The U.S. production tax credit, or PTC, provides operators with a tax credit per kilowatt hour of renewable electricity generation for the first 10 years a facility is in operation, according to the U.S. Energy Information Administration. Initially set to expire for all eligible technologies at the end of 2012, it was later retroactively renewed. When renewed in 2013, the PTC provided a maximum tax credit for wind generation of 2.3 cents per kilowatt hour for the first 10 years of production. Under the PTC phase out, the amount of the tax credit decreases by 20 percentage points per year from 2017 through 2019. Facilities that begin construction after Dec. 31 this year will not be able to claim the production tax credit.
The tax credit and technology advancements have spurred heavy investment in new wind projects, the company estimates, with 2018 capital spending reaching $12 billion. The company forecasts that capital spending on new wind projects will average $14 billion a year during 2019-2021. Following that tax-credit induced surge and the expiration of the tax credit, capital spending is expected to slow. The current surge, however, will drive growth in operations maintenance spending during the 2020s. The company believes the early 2020s will also mark a transition in wind industry employment opportunities from construction to operations and maintenance jobs.
Wind operations job growth will be particularly strong in the next decade, IHS Markit Associate Mike McNulty, who authored the report, said in a news release. We estimate the number of these jobs in North America to increase from about 6,000 today to nearly 9,000 by 2030.
In regional trends, the report found that Texas far outpaced other states and provinces in 2018 wind operations and maintenance spending and employment. The states 2018 O&M spending reached nearly $1.3 billion, which IHS Markit said reflected that it is the state with the most wind power capacity. California followed with more than $400 million in such spending in 2018.
In the coming years, the company expects this type of wind spending and employment growth to be stronger in the Greater Plains and upper Midwestern states, such as Iowa, Oklahoma, Kansas, Illinois, Colorado and Minnesota. By 2030, the company said, these six states will increase annual operations and maintenance spending by $1.3 billion.
The IHS Markit study covers data from more than 340 wind projects, representing 36,000 megawatts of capacity and more than 20,000 turbines installed in North America.
The United States total wind power capacity grew 8 percent in 2018 to more than 96,400 megawatts, the American Wind Energy Association announced in May this year.
Installation of lubricants and greases is part of the maintenance procedures for wind turbines. Gear oils account for the majority of wind turbine lubricant demand, followed by hydraulic fluids and greases.

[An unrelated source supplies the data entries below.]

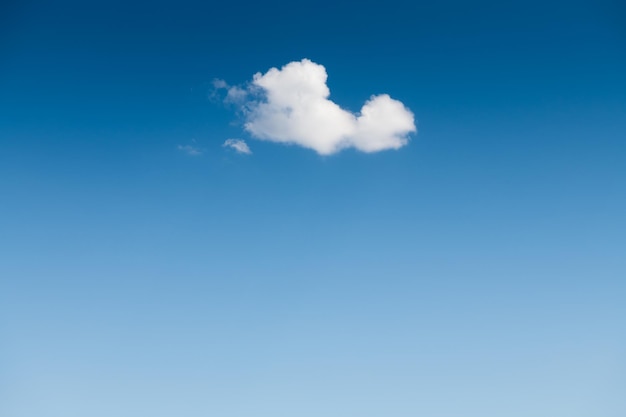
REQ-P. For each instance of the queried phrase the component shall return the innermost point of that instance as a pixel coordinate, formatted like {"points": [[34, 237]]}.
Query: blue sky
{"points": [[478, 270]]}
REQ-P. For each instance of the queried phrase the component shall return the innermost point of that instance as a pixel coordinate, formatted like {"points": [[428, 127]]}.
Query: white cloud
{"points": [[239, 145], [219, 84], [294, 109], [190, 149]]}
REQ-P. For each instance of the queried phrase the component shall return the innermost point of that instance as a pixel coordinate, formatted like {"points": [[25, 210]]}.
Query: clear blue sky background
{"points": [[479, 271]]}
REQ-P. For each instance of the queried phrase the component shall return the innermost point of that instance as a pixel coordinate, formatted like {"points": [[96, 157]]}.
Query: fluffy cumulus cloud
{"points": [[294, 108], [238, 145]]}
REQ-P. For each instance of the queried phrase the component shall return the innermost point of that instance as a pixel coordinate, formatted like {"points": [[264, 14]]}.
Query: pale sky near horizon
{"points": [[419, 212]]}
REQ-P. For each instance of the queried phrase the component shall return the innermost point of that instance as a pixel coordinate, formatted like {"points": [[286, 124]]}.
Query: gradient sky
{"points": [[478, 271]]}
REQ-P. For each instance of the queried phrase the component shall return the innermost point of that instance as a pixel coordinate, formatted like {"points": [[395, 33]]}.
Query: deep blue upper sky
{"points": [[478, 271]]}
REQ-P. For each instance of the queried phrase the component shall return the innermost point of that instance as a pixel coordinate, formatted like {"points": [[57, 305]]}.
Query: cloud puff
{"points": [[294, 109], [239, 145], [190, 149]]}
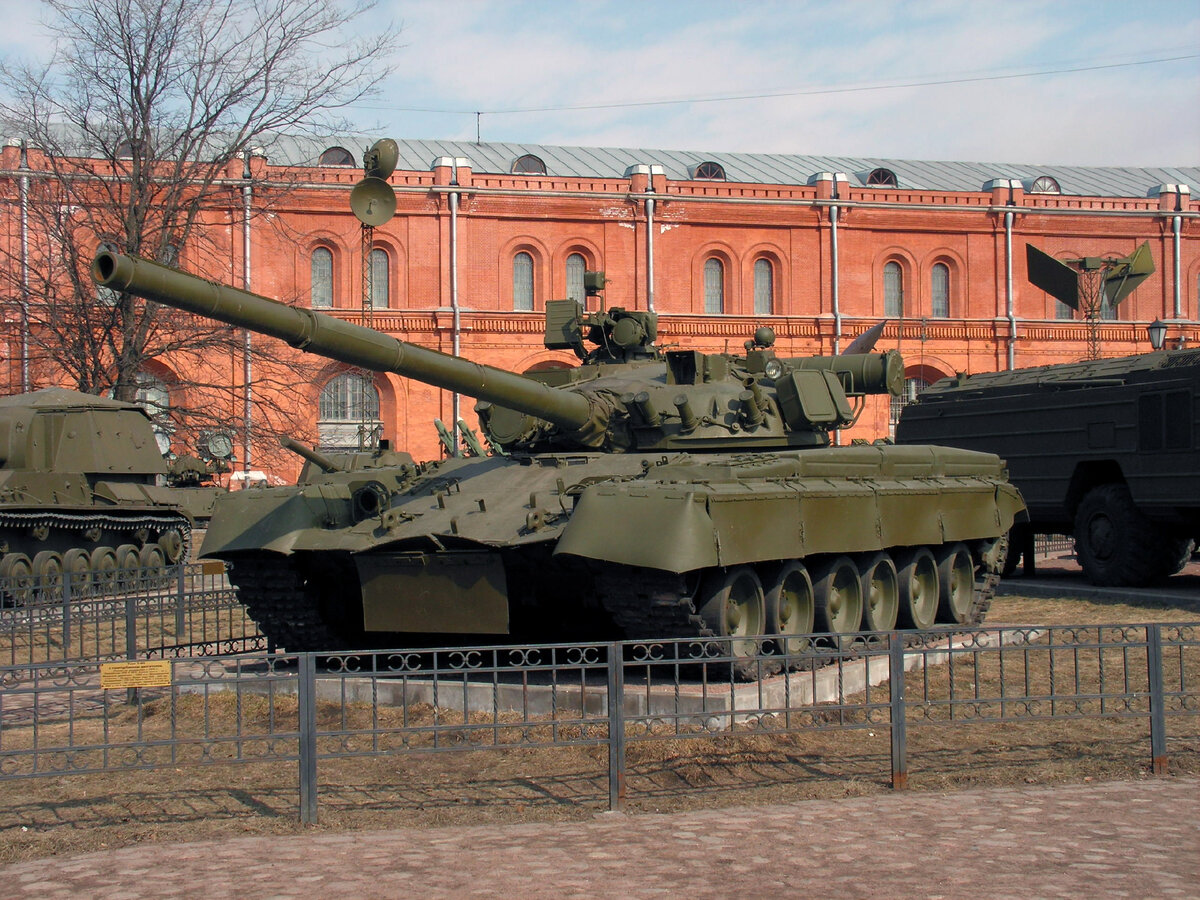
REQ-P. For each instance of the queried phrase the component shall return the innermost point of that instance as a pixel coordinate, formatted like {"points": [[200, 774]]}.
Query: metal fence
{"points": [[181, 610], [310, 708]]}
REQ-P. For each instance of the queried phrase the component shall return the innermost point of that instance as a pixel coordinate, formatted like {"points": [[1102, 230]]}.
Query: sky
{"points": [[1054, 82]]}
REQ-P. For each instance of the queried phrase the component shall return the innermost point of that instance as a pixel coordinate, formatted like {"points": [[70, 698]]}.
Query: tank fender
{"points": [[636, 525]]}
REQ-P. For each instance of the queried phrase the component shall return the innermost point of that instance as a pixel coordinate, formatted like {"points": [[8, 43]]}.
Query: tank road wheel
{"points": [[881, 593], [733, 606], [172, 544], [103, 568], [791, 607], [839, 594], [48, 567], [16, 580], [153, 562], [918, 589], [129, 565], [1117, 545], [77, 564], [955, 579]]}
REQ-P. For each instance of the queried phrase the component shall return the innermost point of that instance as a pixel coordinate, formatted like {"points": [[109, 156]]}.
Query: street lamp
{"points": [[1157, 330]]}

Gear oil is used for wind turbine gearboxes, which are eliminated in some newer direct drive turbines. Hydraulic fluid is used in the hydraulic systems that control the pitch – the angle of the blades in the wind. Grease is used in several wind turbine locations: the main rotor shaft bearing; the yaw bearing, pitch or blade bearings; pitch drive gears; and generator bearings.
The report is titled “IHS Markit 2019 Wind Power Plant Benchmarking in North America: Technological Advancements for Operations and Maintenance.”